Sunday, 26 October 2008 7:00 AM

This week marked the 60th United Nations day. In the last of a three-part special feature, veteran left-winger Tony Benn maps out what a radical UN would look like.

"Lets start at the beginning.

"I heard the UN charter for the first time on a troop ship in 1945.

"'We the peoples of the united nations determined to save succeeding generations from the scourge of war, which twice in our lifetime has brought untold sorrow to mankind.'

"That's the promise my generation made to the next generation. We tore it up in Iraq and Afghanistan. We were trying for an instrument of peace and justice. And now we have to look at it again.

"We need to do to the UN what we did to the British parliament when we moved from election by two per cent of the population to universal suffrage. It must be based on population. So China, the UK and all the others should get votes per head of population.

"Today that is so out of line with what powerful countries would accept. You realise how radical it is; India and China put together would have a majority. But it has to be done. It has to be done on the basis of an elected general assembly, with the general assembly electing the security council. The UN would have certain powers to control the IMF, the World Bank, and the WTO. It would have powers to control the arms trade, which makes war more likely and more dangerous. It would have laws to govern conduct by multinationals and banks. A world health service might be overdoing it a bit, but world health is our concern.

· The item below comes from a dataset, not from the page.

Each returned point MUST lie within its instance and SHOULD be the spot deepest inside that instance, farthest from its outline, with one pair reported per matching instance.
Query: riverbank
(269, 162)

"Is it so different from suggesting the working class have a vote? That women vote? It's just applying globally the lessons we've learned nationally. All progressive ideas are ignored at first. Then if you go on, you're mad. Then dangerous. Then there's a pause, and then suddenly you can't find anyone at the top who didn't think of it in the first place.

"The present banking crisis means you can't allow finance to rule the world because you what we need is structure.

"Democracy is the most revolutionary idea. Communism and capitalism have one thing in common: they're both anti-democratic. Democracy empowers the poor and gives them political power which was previously in hands of the rich. It transfers power from wallet to ballot. It has given us all the things we appreciate, like state education, NHS or security from disorder at home.

"What we've been told for years is that government should keep out, leave everything to the market. And it hasn't worked, so this argument is guided by that."